Conversely, a Justice Department attorney representing FMCSA said that since CSA became effective in 2010, it is now too late to argue the system’s propriety before the court.

FMCSA’s attorney, Jeffrey Clair, added, “The idea that the PowerPoint document is a radical departure from prior practices simply isn’t borne out by the record.”

Clair said FMCSA simply suggests that shippers and brokers should consider “the totality of information available” on a carrier’s safety performance, but the agency gives no orders on how the data must be used by shippers and their agents.

SMS organizes data from truck safety inspections and presents them as part of CSA, which started in December 2010. In addition to this lawsuit, trucking groups have challenged the data over how current they are and whether the resulting scores correlate well with actual safety trends.

The basic safety ruling on a carrier is satisfactory, conditional or unsatisfactory, and either of the first two allows a carrier’s operating authority to remain in force. SMS readings, however, are like golf scores, with lower being better.
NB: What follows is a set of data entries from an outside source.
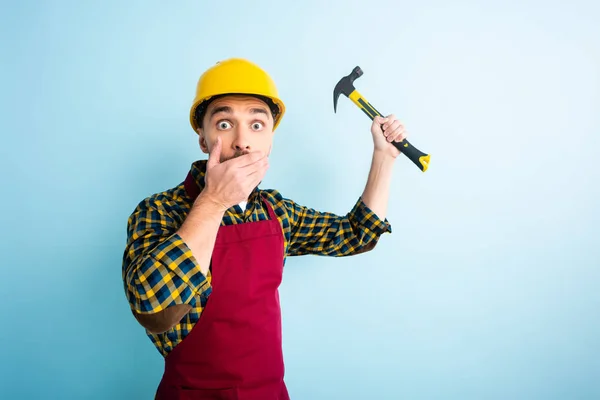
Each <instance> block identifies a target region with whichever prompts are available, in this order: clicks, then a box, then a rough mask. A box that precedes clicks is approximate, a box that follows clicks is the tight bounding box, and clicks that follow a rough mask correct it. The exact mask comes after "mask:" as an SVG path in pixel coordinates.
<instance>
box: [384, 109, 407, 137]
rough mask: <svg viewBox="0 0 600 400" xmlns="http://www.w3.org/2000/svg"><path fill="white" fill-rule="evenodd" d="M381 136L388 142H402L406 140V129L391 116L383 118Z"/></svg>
mask: <svg viewBox="0 0 600 400" xmlns="http://www.w3.org/2000/svg"><path fill="white" fill-rule="evenodd" d="M383 121H384V122H383V126H382V128H383V136H385V138H386V140H387V141H388V142H390V143H391V142H394V141H395V142H402V141H403V140H404V139H406V129H405V128H404V125H403V124H402V123H401V122H400V121H399V120H397V119H396V117H395V116H394V115H393V114H392V115H390V116H389V117H387V118H383Z"/></svg>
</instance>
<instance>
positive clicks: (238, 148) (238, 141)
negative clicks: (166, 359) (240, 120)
mask: <svg viewBox="0 0 600 400" xmlns="http://www.w3.org/2000/svg"><path fill="white" fill-rule="evenodd" d="M232 146H233V147H234V149H235V150H236V152H240V153H245V152H250V151H251V150H252V147H251V146H250V132H249V129H248V128H244V127H240V126H238V127H237V128H236V129H235V138H234V139H233V143H232Z"/></svg>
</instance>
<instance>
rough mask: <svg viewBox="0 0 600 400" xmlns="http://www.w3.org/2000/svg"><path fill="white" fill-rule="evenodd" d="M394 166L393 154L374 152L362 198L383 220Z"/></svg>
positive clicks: (362, 194) (370, 208)
mask: <svg viewBox="0 0 600 400" xmlns="http://www.w3.org/2000/svg"><path fill="white" fill-rule="evenodd" d="M393 168H394V158H393V157H392V156H390V155H388V154H385V153H383V152H379V151H377V150H376V151H374V152H373V158H372V160H371V169H370V171H369V177H368V179H367V184H366V186H365V189H364V191H363V194H362V200H363V202H364V203H365V204H366V205H367V206H368V207H369V208H370V209H371V210H372V211H373V212H374V213H375V214H376V215H377V216H378V217H379V218H380V219H382V220H383V219H385V218H386V215H387V206H388V199H389V195H390V182H391V179H392V172H393Z"/></svg>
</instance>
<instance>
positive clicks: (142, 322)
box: [133, 304, 192, 335]
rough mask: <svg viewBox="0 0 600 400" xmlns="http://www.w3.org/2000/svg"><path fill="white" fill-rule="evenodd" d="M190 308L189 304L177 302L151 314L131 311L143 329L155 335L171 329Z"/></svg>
mask: <svg viewBox="0 0 600 400" xmlns="http://www.w3.org/2000/svg"><path fill="white" fill-rule="evenodd" d="M191 309H192V307H191V306H190V305H189V304H177V305H174V306H170V307H167V308H166V309H164V310H162V311H159V312H156V313H152V314H140V313H138V312H136V311H133V315H134V317H135V319H136V320H137V321H138V323H139V324H140V325H141V326H142V327H144V329H146V330H147V331H148V332H149V333H152V334H154V335H157V334H161V333H165V332H167V331H169V330H171V329H173V328H174V327H175V326H176V325H177V324H178V323H179V322H180V321H181V319H182V318H183V317H184V316H185V315H186V314H187V313H188V312H190V310H191Z"/></svg>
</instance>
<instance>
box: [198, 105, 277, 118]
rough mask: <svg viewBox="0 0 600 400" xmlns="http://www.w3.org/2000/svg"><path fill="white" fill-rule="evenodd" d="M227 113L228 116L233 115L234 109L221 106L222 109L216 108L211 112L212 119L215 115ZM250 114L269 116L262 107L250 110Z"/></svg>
mask: <svg viewBox="0 0 600 400" xmlns="http://www.w3.org/2000/svg"><path fill="white" fill-rule="evenodd" d="M221 112H222V113H226V114H233V109H232V108H231V107H229V106H220V107H215V108H214V109H213V110H212V111H211V112H210V117H209V118H212V117H213V116H214V115H215V114H218V113H221ZM250 114H265V116H268V115H269V113H268V112H267V110H266V109H264V108H262V107H254V108H251V109H250Z"/></svg>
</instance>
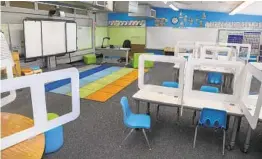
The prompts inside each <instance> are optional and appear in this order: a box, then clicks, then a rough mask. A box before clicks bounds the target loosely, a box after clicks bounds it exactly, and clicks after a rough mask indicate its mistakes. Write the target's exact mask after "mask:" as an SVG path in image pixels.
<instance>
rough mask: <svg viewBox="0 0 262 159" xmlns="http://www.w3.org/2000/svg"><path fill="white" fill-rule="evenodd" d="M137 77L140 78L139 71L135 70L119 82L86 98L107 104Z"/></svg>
mask: <svg viewBox="0 0 262 159" xmlns="http://www.w3.org/2000/svg"><path fill="white" fill-rule="evenodd" d="M137 77H138V73H137V70H133V71H132V72H130V73H128V74H126V75H124V76H123V77H121V78H118V79H117V80H115V81H113V82H111V83H109V84H108V85H106V86H105V87H103V88H101V89H100V90H98V91H96V92H94V93H92V94H90V95H89V96H87V97H85V98H86V99H89V100H94V101H99V102H105V101H107V100H108V99H110V98H111V97H113V96H114V95H115V94H117V93H118V92H120V91H121V90H123V89H124V88H125V87H127V86H128V85H129V84H131V83H132V82H134V81H135V80H136V79H137Z"/></svg>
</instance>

Chief Judge Merrick Garland, Judge Judith Rogers and Senior Judge Stephen Williams peppered the attorneys with questions. Garland focused on the narrow issues brought up by Clair, asking about proper jurisdiction and whether the PowerPoint was properly considered a rule because the main task for the D.C. Circuit is to review rules.

“Who does this bind?” Garland asked Frulla about the PowerPoint, in analyzing if it should be considered a rule.

At the end of the argument, Garland said he and his colleagues would take the case under advisement. Frulla said that meant there probably would be a decision coming in several months.

Asked for further comment, FMCSA spokeswoman Marissa Padilla said, “The agency does not comment on pending litigation.”